# Loxley chapel Sheffield may 2016



## Lavino (May 16, 2016)

Was in the area with @dangle_angle and @woopashoopaa so thought we may aswell take a look. And what a absolute mess this small chapel is in. There is a graveyard that is totally overgrown with only the top visible. Not a lot to see here so I wouldn't bother going out of your way to visit.heres a bit of history and a few photos...
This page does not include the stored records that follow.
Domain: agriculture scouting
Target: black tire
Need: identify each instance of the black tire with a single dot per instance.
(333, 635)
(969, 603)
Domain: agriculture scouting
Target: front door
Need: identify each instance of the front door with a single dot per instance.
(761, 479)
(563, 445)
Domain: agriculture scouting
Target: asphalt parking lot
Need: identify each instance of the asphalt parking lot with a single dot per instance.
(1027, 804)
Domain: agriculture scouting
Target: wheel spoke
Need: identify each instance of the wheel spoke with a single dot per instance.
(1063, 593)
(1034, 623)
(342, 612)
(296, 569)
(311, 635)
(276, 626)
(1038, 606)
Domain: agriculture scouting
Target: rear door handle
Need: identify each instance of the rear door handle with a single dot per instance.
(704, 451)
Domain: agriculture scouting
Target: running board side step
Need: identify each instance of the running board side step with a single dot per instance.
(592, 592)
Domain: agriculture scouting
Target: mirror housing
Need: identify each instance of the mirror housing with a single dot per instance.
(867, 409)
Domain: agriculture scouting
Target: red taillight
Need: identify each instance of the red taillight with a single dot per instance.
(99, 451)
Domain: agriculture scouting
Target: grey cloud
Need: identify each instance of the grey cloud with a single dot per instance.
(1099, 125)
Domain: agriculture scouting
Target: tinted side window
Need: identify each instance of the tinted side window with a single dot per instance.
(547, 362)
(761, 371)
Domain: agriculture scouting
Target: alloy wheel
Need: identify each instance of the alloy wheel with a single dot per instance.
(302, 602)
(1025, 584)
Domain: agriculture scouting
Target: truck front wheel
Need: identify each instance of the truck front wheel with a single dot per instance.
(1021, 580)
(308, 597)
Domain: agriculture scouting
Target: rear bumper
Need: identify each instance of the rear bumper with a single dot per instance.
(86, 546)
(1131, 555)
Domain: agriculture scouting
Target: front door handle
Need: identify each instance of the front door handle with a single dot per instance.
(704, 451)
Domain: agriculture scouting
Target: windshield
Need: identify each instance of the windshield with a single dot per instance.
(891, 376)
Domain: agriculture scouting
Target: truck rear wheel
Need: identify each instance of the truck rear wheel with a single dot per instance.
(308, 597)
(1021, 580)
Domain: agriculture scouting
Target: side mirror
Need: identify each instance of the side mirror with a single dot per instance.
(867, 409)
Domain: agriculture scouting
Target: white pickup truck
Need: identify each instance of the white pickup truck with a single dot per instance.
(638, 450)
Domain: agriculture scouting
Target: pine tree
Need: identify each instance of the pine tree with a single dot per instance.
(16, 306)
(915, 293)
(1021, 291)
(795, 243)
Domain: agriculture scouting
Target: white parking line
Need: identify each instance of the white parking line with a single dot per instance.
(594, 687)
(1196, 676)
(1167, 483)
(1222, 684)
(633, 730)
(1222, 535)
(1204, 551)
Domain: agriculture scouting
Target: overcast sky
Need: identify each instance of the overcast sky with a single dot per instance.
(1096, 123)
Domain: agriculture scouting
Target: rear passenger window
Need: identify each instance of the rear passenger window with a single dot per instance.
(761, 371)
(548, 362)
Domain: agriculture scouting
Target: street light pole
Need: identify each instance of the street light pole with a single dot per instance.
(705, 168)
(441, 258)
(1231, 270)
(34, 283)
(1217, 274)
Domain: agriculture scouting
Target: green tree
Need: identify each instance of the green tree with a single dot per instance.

The Chapel was built in 1787 by the Rev Benjamin Greaves (the then curate of Bradfield) together with some of his associates. Shortly after its completion consecration was refused because builders would, for some unknown reason, not install an east-facing window. It was eventually sold at auction for the princely sum of £315 and so became an independent chapel. A decade later it started performing baptisms in 1799 and the first officer of the Titanic, Henry Tingle Wilde was apparently christened here. Notably a significant number of the 240 dead from the Great Sheffield Flood of 1864 are buried in the cemetery. This includes members the Armitage family, who tragically lost 12 of their number, including five children. Here's what the chapel looked like in the later 1800's:


----------



## smiler (May 16, 2016)

Whether by design or chance the brain dead have left the memorials alone, the chapel looks well trashed and couldn't have bin easy to photograph, I liked it, Thanks


----------



## flyboys90 (May 16, 2016)

You did well with your shots considering the state of it.Thanks for showing.


----------



## Mikeymutt (May 17, 2016)

This place just gets worse with each report I see from my visit here last spring.you still captured it nicely though.


----------



## Rubex (May 18, 2016)

Nice one Lavino


----------



## HughieD (May 19, 2016)

Great shots there Lavino. Yup...going down hill fast sadly.


----------



## lonewolf (May 20, 2016)

Great shots, such a shame about the state though!


----------



## Lars. (May 20, 2016)

Nice pictures. It's a shame about the condition of that place.


----------



## adenton (Jun 27, 2016)

Hi
Thanks for the update photos. I went there on a visit to the UK in April 2016 and as I was on my own I wasn't game enough to go inside. Didn't know if there was some undesirables living in there. Just took some rather dull looking photos through the door quickly. I have a number of great grandparents buried in the graveyard and the head stones are all in reasonably good condition for 18/19th century. 

Great shame. Thanks again

Andrew


----------



## UrbanX (Jul 7, 2016)

Its a shame it's going downhill so quickly, glad you got to document it when you did. 
Thanks for sharing


----------